340B Drug Purchasing Program "Mega-Guidance" Goes to White House for Approval - Pos: Pharma

09/06/16 09:33AM EDT

Last August, the Obama Administration released proposed new "mega-guidance" on the 340B Drug Purchasing Program - an obscure but very significant source of income for about half of America's hospitals. Hospitals purchase drugs from drug companies at a discount of 25-50% then turn around and charge full price to Medicare or the negotiated price to commercial insurers, pocketing the spread. Great work if you can get it. While the 340B program has enhanced the income statements of many nonprofit hospitals including virtually all of the teaching and research facilities, it has been a thorn in the side of the pharmaceutical industry which has watched the program grow dramatically in recent years. For a year, the proposal has simmered on the back burner of the Obama Administration until Thursday, last week, when a final proposal was sent to the White House for approval. The proposal will limit the number of people that qualify as a "patient" for the purposes of a 340B drug discount and that is sure to be a negative for nonprofit hospitals that have come to depend on the program and their contract pharmacies including WBA, WMT, RAD, KR and CVS.

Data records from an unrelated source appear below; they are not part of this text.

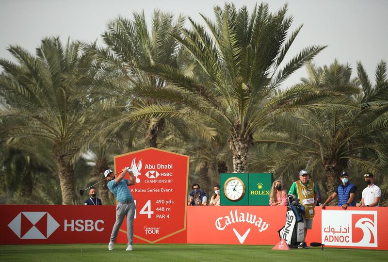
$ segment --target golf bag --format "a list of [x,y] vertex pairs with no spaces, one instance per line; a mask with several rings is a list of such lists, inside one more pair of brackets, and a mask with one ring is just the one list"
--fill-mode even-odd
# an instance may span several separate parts
[[305,214],[305,207],[299,203],[299,199],[292,195],[289,195],[286,224],[279,229],[280,239],[284,239],[291,248],[297,248],[305,237],[304,224],[302,215]]

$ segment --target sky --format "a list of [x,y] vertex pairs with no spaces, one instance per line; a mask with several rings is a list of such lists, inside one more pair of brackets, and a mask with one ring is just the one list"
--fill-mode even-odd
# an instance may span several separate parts
[[[227,1],[237,7],[246,5],[252,10],[260,1]],[[118,15],[129,18],[133,12],[144,11],[150,24],[155,9],[182,14],[202,22],[200,13],[213,18],[213,7],[223,6],[224,0],[0,0],[0,58],[12,60],[7,51],[10,44],[17,44],[32,53],[45,36],[59,35],[71,39],[100,41],[108,21]],[[286,61],[305,47],[327,45],[314,60],[319,66],[337,59],[349,63],[356,76],[357,61],[360,61],[370,77],[382,60],[388,61],[388,34],[385,0],[272,0],[267,1],[271,12],[288,4],[289,16],[294,17],[291,28],[303,27],[294,41]],[[384,26],[384,25],[386,25]],[[0,69],[1,70],[1,69]],[[288,86],[307,74],[304,68],[291,75],[284,83]]]

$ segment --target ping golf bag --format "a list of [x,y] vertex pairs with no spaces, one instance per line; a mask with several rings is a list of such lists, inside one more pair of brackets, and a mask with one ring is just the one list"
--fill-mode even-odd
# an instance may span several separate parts
[[293,195],[288,196],[286,224],[279,229],[280,239],[284,239],[291,248],[297,248],[305,237],[304,225],[302,215],[305,214],[305,207],[299,203],[299,199]]

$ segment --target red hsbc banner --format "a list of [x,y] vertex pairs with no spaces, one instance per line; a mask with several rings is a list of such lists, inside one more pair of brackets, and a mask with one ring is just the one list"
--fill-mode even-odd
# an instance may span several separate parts
[[[115,172],[129,166],[136,178],[129,186],[136,205],[134,242],[186,242],[189,161],[188,156],[152,147],[114,157]],[[127,241],[125,220],[117,242]]]
[[0,205],[0,245],[108,243],[113,206]]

For background on the 340B Drug Purchasing Program, click here

For a list of nonprofit hospitals currently participating in the 340B Drug Purchasing Program, click here.

As a refresher, the mega-guidance currently pending updates long-standing and often vague guidance on the following areas, among others:

  •  Entity eligibility
  •  Patient eligibility
  •  Contract pharmacy arrangements
  •  Program integrity efforts

Entity Eligibility: The proposed guidance makes no substantive changes to the current "Covered Entity" or CE eligibility criteria, much to the chagrin of the pharmaceutical industry and members of Congress like Senator Charles Grassley. For years, hospitals could meet the CE eligibility criteria by simply providing certification to HHS. In 2013, the agency at HHS responsible for the program, HRSA issued clarification to strengthen oversight of CEs, including specific certification and requiring signatures of submitting officials. Those efforts did little to quel concerns of the critics.

 

Broader complaints about the eligibility criteria in the recent past have targeted the use of DSH as an accurate mechanism for identifying hospitals serving needy patients since DSH does not actually capture the degree to which hospitals serve uninsured patients and/or provide charity care. Because DSH measures the proportion of inpatient care provided to low-income Medicare and Medicaid patients, critics have prognosticated that the number of eligible DSH hospitals will likely increase as more people get health insurance under the ACA because of the law’s Medicaid expansions. The fact that HRSA remained mum on the issue is no surprise. The DSH eligibility criteria is in statute and therefore beyond the authority of HRSA to change. This issue may, however, be ripe for Congressional intervention in the not-too-distant future.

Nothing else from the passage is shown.